Random access patterns → use Binary()
Queries that may be far apart → use LinearBinary()
Large grids with sparse query spacing → use LinearBinary()
General use cases → use LinearBinary() (safer default)

# ODE-style monotonic evaluation (fastest for closely-spaced queries)
itp = linear_interp(x, y)
hint = Ref(1)
for t in t_values  # strictly increasing, closely-spaced
    y = itp(t; search=Linear(), hint=hint)
end

How it works: Walks linearly from the hint position one interval at a time. Without a step limit, it will traverse the entire grid if necessary—which is optimal for close queries but catastrophic for distant ones.

LinearBinary

Performs a bounded linear search from the hint position. Ideal for sorted or monotonic queries.

Complexity: O(1) within bounds, O(log n) fallback

When to use:

Sorted query sequences
Monotonically increasing time (ODE solvers)
Streaming data with local continuity

sorted_queries = sort(rand(1000))
itp = linear_interp(x, y; search=LinearBinary())
vals = itp(sorted_queries)  # O(1) amortized for sorted input

How it works: Starting from the hint position, walks linearly left or right (up to linear_window).
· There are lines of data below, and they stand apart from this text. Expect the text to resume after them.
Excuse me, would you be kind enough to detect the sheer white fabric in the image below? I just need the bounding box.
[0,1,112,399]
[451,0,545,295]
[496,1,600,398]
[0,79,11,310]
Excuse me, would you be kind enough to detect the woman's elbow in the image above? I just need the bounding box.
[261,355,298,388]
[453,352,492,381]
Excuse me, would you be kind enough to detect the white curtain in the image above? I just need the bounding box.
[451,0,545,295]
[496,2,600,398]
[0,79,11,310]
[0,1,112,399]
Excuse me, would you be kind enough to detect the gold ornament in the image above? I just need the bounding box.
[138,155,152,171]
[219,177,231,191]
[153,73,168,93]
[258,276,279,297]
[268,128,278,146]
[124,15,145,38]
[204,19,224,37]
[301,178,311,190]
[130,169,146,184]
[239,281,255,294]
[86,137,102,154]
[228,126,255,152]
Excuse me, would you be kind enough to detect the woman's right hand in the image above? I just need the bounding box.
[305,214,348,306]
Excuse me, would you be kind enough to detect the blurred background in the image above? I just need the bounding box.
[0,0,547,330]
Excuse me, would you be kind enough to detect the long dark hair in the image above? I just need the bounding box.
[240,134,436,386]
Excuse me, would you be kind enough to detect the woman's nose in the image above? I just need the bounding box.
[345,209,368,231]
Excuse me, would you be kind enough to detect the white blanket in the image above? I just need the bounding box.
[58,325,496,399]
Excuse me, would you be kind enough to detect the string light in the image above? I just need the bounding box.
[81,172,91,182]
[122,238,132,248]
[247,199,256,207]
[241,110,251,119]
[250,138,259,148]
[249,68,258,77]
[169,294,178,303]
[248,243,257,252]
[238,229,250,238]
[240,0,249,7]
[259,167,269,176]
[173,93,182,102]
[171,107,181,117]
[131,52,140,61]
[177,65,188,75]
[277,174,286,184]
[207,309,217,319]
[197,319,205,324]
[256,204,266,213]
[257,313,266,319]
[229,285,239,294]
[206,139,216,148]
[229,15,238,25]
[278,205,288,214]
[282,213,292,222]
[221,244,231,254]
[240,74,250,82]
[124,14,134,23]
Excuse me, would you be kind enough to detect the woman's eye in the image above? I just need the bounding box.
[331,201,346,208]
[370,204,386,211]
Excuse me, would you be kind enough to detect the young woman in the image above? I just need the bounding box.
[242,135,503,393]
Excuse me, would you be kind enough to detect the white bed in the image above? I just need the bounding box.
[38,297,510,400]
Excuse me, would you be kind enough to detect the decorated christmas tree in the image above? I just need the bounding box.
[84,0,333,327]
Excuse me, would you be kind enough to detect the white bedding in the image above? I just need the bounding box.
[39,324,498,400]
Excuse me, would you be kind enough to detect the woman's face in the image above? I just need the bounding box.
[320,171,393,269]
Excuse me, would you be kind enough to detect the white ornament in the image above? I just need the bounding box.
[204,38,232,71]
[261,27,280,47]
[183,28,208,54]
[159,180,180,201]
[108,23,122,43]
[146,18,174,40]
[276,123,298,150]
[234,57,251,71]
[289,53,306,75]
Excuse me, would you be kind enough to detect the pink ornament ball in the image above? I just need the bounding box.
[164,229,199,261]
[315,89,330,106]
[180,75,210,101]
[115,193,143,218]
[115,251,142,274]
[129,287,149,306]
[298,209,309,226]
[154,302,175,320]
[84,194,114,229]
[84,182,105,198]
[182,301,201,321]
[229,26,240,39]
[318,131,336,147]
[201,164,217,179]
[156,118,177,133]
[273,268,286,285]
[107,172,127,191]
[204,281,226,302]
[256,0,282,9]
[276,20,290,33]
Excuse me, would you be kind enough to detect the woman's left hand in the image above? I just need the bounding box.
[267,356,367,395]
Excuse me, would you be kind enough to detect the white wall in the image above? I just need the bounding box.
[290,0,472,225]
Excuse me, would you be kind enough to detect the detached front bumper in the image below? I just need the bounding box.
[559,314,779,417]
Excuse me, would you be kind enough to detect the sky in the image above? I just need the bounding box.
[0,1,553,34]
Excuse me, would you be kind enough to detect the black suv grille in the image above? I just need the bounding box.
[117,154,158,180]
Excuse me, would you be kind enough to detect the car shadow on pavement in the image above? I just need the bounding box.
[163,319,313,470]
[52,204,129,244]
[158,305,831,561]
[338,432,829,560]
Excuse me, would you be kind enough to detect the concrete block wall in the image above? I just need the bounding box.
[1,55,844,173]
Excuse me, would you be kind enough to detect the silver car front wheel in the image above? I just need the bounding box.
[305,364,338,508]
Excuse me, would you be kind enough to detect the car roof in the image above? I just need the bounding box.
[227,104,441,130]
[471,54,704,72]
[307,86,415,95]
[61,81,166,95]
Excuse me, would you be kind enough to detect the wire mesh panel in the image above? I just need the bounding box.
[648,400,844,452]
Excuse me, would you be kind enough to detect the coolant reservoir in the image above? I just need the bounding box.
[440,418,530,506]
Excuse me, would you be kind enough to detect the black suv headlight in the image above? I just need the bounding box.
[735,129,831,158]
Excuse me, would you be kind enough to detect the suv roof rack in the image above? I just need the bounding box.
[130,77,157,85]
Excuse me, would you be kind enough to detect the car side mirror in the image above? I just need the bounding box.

If the target interval isn't found within bounds, falls back to binary search.

Tuning linear_window

You can tune the linear search window size before falling back to binary search:

LinearBinary()             # default: linear_window=8
LinearBinary(linear_window=4)  # smaller bound for tightly spaced queries
LinearBinary(linear_window=16) # larger bound for sparser queries

Guidelines:

Small linear_window (4): Better when queries are very close together
Large linear_window (16-32): Better when queries might skip a few intervals
Default (8): Good balance for most use cases

Type Parameter Restriction

linear_window is restricted to powers of 2 (1, 2, 4, 8, 16, 32, 64) to prevent type parameter explosion. Each unique value creates a specialized method, so limiting choices keeps compile times reasonable.

Performance Summary

Query Pattern	`Binary()`	`LinearBinary()`	`Linear()`
Random	✅ Best	~2-3x slower	❌ Up to 7x slower
Monotonic	Baseline	✅ ~5x faster	✅ ~6x faster

Results Vary

These are approximate results from a 500-point grid with 1000 queries. Actual performance depends on your grid size and query spacing. Run benchmark with your own data to find the best policy.

Baked-in vs Override

Baked-in Policy (Constructor)

Set the default policy when creating the interpolant:

# All queries use LinearBinary by default
itp = linear_interp(x, y; search=LinearBinary())
val = itp(0.5)  # uses LinearBinary

Override at Call Time

Override the baked-in policy for specific queries:

itp = linear_interp(x, y; search=LinearBinary())

# Override for a single call
val = itp(0.5; search=Binary())  # uses Binary for this call only

This is useful when most queries benefit from one policy, but occasional queries need different behavior.